甘い甘い甘い〜これは婚約破棄でしょうか〜
マリアージュ フランス語で婚姻・結婚
「君とのマリアージュは無かったことにしてくれ」
近くにいるはずの彼の声がすごく遠い......。
私はかなり甘いらしい。
いつからだろう。私と彼が一緒にいるようになったのは。
彼は私と一緒が当たり前。
「私のいない時の彼は物足りない」なんてよく言われていた。
相性がよくて、お似合いの二人。
ただ、長く一緒にいすぎたせいか二人の関係はマンネリ化していたのかもしれない。
時々、彼の側には違う子がいた。
もちろん、最後には私のところに戻ってくるんだけど。
いつも、私は彼の白く広い背中に顔を埋める。
とろけるような甘い香りがした。
二人の関係はずっと変わらないと思っていた。
……私があの人と出会わなければ。
最初は遊びのつもり。
とろけるような甘さはないけれど、優しくやわらかな人。
長く続かない関係。
そう思っていたはずなのに……。
あの人は、少しクールな彼とは違い、私の事をいつも優しく包んでくれた。
「珍しい組み合わせだね」
そんな風に言われていた私達が「お似合い」と言われるまでに時間はかからなかった。
彼とあの人、私はどちらも選べなかった。
我ながら甘い考えだと思う。
そして、自分は常に選ぶ側だと思っていた。
けれども世の中そんなに甘くない。
あの日、私はあの人に駆け寄ろうとして彼の甘い香りを感じた。
最初は二人が私の取り合いをしているのだと思った。
「私を取り合わないで」そんな陳腐な甘い台詞を吐こうとして息を飲む。
目の前の光景は私のそんな甘い思考をすぐに取り去った。
その場から逃げ出した、まるで転がるように。
彼の白く広い背中にとろけるような彼の甘い香り。
やわらかな優しさで包み込んでくれたあの人。
しかし、先ほどの光景が頭に浮かびその思い出が塗り潰される。
彼の白い肌を、あの人がやわらかなその体で抱きしめていた。
まさか、そんな。

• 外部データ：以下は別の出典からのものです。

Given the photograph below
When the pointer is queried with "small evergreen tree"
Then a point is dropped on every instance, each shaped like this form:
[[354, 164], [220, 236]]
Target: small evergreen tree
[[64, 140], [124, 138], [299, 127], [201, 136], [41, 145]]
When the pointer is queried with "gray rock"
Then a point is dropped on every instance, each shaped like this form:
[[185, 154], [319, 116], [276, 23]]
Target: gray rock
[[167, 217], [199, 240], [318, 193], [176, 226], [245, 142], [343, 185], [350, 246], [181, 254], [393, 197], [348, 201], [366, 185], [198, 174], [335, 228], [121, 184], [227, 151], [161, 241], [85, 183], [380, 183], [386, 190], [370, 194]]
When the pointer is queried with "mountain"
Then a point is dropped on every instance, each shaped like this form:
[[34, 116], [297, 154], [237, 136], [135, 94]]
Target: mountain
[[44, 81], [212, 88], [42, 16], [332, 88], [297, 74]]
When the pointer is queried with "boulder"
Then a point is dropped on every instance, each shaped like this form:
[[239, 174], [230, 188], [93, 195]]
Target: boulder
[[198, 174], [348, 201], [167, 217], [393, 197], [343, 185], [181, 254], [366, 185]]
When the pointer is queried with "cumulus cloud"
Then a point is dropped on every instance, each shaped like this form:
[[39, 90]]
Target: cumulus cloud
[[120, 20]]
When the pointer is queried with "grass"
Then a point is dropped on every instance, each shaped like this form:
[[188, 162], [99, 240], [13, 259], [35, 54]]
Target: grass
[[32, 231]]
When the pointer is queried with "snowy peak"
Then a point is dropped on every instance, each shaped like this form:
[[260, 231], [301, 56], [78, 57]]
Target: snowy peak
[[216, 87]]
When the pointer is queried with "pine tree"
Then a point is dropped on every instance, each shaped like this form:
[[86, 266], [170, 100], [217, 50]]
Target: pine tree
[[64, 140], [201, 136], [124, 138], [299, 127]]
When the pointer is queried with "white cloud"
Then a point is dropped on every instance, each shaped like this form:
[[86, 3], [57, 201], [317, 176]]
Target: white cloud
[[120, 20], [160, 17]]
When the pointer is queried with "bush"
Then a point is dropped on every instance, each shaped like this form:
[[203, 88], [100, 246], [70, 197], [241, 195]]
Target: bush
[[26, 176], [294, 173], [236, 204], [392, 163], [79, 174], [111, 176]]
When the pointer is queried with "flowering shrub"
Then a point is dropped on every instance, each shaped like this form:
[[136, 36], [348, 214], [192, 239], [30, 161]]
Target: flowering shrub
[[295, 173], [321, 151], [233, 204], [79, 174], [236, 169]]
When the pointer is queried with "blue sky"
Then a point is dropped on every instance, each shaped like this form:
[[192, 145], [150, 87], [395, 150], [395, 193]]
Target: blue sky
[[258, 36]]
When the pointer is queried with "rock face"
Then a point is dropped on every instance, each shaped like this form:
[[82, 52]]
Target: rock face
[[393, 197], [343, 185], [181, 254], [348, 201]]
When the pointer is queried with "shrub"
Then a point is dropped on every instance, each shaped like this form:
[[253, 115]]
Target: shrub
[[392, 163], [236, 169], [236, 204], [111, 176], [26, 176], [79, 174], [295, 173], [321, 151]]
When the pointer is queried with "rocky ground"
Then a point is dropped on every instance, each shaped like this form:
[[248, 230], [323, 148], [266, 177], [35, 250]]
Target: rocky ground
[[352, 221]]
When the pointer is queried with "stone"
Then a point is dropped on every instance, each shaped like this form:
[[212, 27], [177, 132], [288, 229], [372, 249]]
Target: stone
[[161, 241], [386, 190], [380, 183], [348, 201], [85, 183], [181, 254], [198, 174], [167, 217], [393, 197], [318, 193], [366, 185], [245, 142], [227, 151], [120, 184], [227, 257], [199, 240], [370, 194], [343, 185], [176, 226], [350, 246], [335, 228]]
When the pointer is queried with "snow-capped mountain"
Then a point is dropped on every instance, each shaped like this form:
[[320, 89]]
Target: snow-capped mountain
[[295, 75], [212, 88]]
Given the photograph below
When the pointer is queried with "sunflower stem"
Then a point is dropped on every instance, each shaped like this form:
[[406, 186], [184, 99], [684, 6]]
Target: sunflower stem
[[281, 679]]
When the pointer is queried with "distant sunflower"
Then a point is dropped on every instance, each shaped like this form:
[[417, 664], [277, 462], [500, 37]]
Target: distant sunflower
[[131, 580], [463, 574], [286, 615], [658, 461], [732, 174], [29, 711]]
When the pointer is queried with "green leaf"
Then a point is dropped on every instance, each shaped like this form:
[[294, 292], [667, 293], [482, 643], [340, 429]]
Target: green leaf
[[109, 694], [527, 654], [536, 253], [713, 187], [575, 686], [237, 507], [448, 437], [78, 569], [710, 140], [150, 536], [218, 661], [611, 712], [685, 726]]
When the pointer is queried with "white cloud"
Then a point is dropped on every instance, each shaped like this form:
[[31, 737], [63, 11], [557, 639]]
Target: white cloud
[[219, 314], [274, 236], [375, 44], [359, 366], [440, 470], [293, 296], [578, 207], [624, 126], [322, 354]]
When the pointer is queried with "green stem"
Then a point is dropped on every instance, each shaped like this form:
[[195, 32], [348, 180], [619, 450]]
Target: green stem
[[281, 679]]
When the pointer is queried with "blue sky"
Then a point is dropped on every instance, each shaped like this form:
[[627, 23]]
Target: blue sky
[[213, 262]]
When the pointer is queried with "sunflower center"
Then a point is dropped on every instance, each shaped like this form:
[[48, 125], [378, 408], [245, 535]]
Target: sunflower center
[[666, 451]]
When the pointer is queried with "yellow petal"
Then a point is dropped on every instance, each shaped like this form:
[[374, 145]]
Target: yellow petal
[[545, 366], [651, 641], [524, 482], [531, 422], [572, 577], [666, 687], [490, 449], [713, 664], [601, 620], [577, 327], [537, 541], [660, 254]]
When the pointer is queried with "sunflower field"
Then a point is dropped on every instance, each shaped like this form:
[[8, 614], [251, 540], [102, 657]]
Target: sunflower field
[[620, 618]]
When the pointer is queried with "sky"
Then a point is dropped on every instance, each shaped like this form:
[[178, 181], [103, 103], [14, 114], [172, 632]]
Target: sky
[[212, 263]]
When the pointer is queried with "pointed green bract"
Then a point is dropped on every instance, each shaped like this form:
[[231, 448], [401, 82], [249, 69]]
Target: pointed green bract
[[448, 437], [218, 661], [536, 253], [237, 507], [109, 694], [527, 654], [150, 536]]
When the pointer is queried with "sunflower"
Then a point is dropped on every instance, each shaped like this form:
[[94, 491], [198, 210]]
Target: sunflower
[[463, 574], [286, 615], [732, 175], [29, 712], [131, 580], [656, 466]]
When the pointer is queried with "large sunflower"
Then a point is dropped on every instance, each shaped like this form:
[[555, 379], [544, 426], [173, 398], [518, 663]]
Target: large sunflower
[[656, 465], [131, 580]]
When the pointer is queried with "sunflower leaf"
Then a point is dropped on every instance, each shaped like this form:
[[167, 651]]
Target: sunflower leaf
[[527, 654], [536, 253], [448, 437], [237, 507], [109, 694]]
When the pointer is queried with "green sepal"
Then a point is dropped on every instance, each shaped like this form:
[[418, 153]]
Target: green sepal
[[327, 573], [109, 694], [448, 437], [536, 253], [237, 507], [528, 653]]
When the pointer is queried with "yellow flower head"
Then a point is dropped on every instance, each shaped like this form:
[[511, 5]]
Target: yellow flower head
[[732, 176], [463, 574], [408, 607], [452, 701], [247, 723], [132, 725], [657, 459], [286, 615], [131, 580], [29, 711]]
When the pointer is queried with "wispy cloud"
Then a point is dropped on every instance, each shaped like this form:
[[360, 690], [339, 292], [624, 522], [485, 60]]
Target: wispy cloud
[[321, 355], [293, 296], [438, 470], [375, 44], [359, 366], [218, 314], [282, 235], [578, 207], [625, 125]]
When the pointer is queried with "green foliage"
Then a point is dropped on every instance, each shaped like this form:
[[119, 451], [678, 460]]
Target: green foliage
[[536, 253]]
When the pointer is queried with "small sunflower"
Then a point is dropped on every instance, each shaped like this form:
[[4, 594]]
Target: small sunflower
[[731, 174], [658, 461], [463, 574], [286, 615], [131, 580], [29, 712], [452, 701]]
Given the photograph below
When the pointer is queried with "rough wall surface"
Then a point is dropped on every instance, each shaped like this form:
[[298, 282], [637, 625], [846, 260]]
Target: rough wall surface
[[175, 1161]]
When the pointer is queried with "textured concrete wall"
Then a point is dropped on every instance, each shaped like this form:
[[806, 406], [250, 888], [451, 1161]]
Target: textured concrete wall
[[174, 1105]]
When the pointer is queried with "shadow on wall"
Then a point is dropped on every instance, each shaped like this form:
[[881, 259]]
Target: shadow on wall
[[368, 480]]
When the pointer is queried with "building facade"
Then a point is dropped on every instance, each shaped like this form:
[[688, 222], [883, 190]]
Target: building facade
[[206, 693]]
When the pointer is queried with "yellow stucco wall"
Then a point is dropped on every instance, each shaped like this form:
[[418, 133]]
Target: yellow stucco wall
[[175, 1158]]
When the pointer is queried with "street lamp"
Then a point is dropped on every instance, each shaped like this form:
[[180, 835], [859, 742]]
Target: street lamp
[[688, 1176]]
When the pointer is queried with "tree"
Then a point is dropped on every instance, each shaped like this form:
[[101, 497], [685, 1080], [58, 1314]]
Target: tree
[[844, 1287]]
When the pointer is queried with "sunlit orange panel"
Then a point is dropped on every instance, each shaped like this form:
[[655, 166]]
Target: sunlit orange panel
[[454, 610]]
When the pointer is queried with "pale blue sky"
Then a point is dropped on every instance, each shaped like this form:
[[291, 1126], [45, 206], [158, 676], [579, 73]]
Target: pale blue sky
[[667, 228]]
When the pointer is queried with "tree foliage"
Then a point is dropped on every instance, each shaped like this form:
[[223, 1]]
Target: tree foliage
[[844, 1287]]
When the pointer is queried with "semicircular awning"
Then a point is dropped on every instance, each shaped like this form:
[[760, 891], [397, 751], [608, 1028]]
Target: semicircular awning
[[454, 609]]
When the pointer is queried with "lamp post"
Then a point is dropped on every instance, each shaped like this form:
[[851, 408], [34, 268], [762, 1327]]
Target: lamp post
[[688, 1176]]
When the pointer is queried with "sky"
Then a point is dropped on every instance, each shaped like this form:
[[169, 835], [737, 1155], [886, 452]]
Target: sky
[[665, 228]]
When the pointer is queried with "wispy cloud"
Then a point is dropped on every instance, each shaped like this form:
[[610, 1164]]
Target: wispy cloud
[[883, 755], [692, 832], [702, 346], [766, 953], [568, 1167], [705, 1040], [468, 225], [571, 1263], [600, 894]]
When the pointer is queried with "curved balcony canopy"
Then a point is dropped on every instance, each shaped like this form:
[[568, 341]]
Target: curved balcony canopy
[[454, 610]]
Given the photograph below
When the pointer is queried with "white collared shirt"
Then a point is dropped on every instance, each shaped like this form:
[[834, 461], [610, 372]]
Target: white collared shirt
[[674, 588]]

あの二人が合うはずなんてない。
固定観念が否定する。けれども、そんな概念はちっぽけなものだと思い知らされた。
まるで彼の香りを逃がすまいと包み込んでいたあの人の肌。密着して絡み合う体。
何より意外な組合せだけど、間違いなくお似合いの二人。
そして思い知った。私は彼らに選ばれなかったのだと。
これが、温室育ちで甘やかされた……私の婚約破棄の顛末。
「こういう感じにしようと思うんですよ。今度のグルメスイーツフェスティバルの『ショートケーキin大福』の紹介文。苺にも勝るって感じでてるでしょ。どうですか、店長」
「甘い、却下」
マリアージュ フランス語で食べ物などが絶妙調和した状態。